По вечерам, от пяти часов (когда дети после чая переходили в ведение айи, которая играла с ними и мыла их в ванне) и до семи (когда они ужинали под ее присмотром, после чего она обедала либо одна, либо, если ничто этому не мешало, с их родителями), мисс Крейн бывала свободна. Обычно она проводила эти два коротких часа в своей комнате — тоже принимала ванну, отдыхала, читала, изредка писала письмо какой-нибудь коллеге, перебравшейся в другой город или вернувшейся в Англию. Теперь же ей не сиделось дома, и она, обувшись и раскрыв для защиты зонтик, шла пройтись по улочке кантонмента[1], на которой стояло бунгало Несбит-Смитов. Улочку осеняли деревья, постепенно их становилось все меньше, бунгало кончались, дальше шли возделанные поля. Иногда она шла в другую сторону, к базару, за которым была станция железной дороги и туземный город, где она побывала всего один раз, когда стайка смеющихся дам и робких компаньонок в колясках, под охраной мужчин верхами, ездила осматривать индусский храм, и этот храм напугал ее, как напугал и весь туземный город — его узкие грязные улицы, вопиющая бедность, режущая слух музыка, шелудивые собаки, голодные калеки-нищие, толстые белые священные быки и полуголые обитатели, такие на вид озлобленные по сравнению со слугами и другими индийцами, работавшими в кантонменте.
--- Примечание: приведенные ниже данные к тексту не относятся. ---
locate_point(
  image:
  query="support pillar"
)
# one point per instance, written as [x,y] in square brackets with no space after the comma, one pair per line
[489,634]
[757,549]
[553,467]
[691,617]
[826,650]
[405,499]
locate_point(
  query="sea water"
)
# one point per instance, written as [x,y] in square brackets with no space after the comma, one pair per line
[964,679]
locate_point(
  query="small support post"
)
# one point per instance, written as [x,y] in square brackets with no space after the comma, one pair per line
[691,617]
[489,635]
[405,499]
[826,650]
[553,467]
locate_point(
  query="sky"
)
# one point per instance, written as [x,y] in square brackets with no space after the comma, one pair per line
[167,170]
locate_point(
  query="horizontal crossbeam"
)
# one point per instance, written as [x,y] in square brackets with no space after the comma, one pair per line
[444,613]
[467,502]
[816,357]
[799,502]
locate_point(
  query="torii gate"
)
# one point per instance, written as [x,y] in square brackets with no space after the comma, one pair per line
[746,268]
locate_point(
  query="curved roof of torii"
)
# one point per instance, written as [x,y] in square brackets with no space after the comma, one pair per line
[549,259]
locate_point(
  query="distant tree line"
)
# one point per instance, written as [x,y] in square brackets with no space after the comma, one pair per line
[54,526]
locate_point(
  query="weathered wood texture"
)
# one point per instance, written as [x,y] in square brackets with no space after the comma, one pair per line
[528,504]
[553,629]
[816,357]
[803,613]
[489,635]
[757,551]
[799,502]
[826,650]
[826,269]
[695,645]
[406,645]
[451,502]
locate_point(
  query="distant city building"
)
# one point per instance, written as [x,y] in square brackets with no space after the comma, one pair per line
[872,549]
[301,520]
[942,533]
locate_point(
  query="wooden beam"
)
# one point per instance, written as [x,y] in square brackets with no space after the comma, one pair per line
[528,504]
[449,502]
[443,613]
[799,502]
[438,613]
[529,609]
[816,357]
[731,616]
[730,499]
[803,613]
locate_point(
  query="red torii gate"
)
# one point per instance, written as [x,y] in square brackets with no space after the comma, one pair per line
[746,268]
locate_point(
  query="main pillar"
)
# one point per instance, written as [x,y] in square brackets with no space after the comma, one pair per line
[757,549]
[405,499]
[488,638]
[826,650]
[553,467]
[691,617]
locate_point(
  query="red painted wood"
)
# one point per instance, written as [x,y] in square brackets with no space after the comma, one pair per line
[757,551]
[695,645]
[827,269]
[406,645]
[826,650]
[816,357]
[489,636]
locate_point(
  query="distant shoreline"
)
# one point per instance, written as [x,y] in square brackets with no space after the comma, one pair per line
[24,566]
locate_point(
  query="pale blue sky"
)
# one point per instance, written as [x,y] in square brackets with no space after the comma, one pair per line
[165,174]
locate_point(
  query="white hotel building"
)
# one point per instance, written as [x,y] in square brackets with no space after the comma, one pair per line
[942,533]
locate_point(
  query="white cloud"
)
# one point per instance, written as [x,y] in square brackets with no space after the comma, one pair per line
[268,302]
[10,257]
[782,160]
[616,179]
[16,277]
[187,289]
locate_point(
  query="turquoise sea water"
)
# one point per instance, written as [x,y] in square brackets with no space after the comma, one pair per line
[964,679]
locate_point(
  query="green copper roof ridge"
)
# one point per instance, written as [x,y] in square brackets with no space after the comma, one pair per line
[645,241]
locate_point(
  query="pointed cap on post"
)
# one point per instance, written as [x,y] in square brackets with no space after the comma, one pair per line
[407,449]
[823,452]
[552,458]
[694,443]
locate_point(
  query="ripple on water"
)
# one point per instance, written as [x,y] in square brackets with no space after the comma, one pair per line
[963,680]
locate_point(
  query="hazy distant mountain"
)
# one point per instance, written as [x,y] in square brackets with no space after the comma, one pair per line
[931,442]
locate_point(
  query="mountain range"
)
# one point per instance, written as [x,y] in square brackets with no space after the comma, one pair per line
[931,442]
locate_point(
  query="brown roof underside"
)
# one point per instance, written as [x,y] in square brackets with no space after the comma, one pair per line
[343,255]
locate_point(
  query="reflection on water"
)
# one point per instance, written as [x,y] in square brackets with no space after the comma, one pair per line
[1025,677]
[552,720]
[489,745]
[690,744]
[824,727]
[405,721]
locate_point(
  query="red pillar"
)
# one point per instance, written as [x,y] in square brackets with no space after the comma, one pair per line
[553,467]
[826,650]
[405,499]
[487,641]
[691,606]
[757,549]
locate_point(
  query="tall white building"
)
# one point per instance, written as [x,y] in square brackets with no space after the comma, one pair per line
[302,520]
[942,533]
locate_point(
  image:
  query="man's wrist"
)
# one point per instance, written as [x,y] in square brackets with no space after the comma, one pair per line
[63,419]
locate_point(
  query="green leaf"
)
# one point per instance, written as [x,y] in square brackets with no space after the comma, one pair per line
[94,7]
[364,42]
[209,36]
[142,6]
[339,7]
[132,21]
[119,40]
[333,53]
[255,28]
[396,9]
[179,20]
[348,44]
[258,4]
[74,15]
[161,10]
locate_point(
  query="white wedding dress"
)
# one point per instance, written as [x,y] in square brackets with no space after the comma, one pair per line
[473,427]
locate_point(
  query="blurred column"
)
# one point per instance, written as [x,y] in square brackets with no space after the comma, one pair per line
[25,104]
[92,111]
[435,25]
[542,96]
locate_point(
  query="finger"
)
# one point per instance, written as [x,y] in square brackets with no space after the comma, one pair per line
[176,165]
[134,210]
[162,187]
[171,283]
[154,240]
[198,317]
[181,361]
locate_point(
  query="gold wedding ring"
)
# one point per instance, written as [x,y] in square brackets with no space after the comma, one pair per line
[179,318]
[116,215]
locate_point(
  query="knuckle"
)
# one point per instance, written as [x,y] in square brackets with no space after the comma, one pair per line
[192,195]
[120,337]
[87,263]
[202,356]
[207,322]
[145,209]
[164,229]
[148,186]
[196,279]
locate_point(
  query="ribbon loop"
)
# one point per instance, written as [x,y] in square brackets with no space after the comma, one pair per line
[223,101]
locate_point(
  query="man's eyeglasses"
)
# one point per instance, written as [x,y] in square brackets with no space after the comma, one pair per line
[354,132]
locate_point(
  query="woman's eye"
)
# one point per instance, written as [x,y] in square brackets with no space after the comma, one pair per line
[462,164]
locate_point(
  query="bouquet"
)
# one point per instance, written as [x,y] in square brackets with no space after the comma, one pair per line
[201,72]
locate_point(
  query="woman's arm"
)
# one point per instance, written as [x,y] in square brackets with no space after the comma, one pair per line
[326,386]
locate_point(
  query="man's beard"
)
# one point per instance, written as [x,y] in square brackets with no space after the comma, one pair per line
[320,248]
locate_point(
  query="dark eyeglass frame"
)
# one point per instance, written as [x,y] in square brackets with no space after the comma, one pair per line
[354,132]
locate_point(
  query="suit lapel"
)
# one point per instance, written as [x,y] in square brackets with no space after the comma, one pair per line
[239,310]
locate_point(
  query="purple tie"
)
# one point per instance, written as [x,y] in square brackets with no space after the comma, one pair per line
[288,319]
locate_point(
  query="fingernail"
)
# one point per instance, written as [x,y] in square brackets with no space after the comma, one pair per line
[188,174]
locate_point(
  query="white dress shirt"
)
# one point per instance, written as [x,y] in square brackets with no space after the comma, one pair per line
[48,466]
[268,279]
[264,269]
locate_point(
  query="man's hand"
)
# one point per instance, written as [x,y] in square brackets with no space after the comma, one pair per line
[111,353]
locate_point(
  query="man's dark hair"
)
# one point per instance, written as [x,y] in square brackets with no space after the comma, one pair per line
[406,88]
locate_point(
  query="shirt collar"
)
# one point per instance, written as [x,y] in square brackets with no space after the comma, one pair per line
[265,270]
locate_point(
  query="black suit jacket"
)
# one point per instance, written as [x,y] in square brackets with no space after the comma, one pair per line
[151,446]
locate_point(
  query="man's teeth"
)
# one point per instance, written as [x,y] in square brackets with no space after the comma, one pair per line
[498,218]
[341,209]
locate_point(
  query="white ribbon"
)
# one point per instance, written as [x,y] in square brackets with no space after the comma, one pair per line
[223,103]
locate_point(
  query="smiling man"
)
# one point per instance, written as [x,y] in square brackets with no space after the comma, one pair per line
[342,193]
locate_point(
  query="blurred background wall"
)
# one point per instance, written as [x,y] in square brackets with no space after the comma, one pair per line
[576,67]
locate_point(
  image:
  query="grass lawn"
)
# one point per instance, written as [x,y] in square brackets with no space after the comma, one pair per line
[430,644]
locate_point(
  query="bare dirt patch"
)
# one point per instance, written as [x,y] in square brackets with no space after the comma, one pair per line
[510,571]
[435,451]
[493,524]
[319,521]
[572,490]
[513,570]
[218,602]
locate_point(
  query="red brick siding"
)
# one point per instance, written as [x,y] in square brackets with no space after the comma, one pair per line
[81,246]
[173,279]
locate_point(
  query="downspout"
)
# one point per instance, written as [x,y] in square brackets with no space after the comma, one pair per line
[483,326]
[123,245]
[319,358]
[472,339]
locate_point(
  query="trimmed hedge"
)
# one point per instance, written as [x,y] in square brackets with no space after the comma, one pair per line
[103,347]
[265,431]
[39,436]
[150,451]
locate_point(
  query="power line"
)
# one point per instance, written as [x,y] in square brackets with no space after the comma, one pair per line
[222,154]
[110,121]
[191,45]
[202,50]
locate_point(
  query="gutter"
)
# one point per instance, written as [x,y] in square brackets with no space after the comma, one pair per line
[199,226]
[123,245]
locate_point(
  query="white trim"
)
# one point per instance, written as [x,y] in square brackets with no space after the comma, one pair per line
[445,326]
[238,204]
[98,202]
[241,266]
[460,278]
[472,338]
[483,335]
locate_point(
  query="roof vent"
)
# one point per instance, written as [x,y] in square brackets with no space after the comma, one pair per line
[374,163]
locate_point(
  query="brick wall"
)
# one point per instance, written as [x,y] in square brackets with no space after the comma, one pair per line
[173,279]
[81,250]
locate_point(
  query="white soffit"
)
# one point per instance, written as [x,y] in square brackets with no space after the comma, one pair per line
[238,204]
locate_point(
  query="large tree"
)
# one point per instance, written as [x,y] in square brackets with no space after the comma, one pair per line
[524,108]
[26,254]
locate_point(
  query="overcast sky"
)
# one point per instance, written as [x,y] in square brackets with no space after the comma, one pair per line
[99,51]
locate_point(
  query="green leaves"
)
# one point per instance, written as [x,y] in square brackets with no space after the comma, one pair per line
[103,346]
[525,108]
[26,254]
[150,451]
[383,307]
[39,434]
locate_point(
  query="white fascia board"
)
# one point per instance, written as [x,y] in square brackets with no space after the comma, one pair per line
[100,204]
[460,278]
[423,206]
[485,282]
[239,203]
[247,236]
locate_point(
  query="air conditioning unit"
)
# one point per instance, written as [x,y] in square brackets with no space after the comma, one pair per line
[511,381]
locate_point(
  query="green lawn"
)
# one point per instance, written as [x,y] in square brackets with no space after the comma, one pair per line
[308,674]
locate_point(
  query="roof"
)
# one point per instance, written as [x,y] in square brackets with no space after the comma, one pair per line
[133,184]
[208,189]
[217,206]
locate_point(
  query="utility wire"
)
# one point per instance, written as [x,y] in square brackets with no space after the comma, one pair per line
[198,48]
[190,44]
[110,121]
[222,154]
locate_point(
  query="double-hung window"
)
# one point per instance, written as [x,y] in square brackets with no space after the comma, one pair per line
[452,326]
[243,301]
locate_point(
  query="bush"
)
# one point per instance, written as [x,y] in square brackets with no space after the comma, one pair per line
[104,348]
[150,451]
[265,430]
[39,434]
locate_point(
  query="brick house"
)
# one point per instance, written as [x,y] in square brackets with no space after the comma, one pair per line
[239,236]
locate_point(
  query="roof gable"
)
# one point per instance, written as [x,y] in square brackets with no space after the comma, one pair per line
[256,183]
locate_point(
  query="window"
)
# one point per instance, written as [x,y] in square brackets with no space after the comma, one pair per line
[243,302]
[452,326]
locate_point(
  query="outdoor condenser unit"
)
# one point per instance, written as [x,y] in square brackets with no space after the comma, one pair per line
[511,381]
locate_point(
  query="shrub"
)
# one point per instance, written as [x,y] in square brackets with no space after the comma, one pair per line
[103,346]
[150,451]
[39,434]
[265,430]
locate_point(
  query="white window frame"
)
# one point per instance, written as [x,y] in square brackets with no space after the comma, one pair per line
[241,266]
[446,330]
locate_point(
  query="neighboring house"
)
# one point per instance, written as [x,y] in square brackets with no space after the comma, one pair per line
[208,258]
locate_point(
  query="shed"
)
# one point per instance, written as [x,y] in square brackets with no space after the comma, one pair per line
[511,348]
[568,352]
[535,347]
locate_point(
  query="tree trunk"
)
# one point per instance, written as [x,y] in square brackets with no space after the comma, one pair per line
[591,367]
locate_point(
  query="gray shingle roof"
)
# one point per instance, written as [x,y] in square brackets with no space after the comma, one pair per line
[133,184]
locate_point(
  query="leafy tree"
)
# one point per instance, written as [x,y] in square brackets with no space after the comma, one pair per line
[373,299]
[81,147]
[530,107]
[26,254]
В тот день, когда она задумалась о своем будущем — словно увидела его в бесконечных зеркалах, и каждое отражение было меньше предыдущего, так что последнего и не разглядеть — сплошная вереница детей Несбит-Смитов и Эдвин Крейн, — улочка, которую она выбрала для своей прогулки в пять часов, вывела ее на открытое место, где дорога уходила в неведомую даль. Тут она остановилась, не решаясь идти дальше. Солнце еще пекло; еще стояло так высоко, что она прищурилась, глядя из-под шляпы и ситцевого балдахина-зонтика на плоскую, бескрайнюю Пенджабскую равнину. Не верилось, что там, за далекой чертой горизонта, мир продолжается, что где-то он меняет свой облик, вздыбливается нагорьями, лесами и горными кряжами в шапках вечных снегов, где рождаются реки. И не верилось, что за равниной есть океан, где эти реки кончаются. Она почувствовала свою ничтожность, духовную скудость, ее давила непомерная тяжесть земли, и воздуха, и необъятного пространства, в котором даже вороны, что летали кругами, хлопая крыльями, казалось, вот-вот готовы были упасть. И на минуту ей почудилось, что ее коснулся грозный перст некоего бога — не того знакомого, всепрощающего, которому она вроде бы молилась, а иного бога — ни благостного ни злобного, ни созидающего ни разрушающего, ни спящего ни бодрствующего, но существующего и тяжестью своей придавившего вселенную.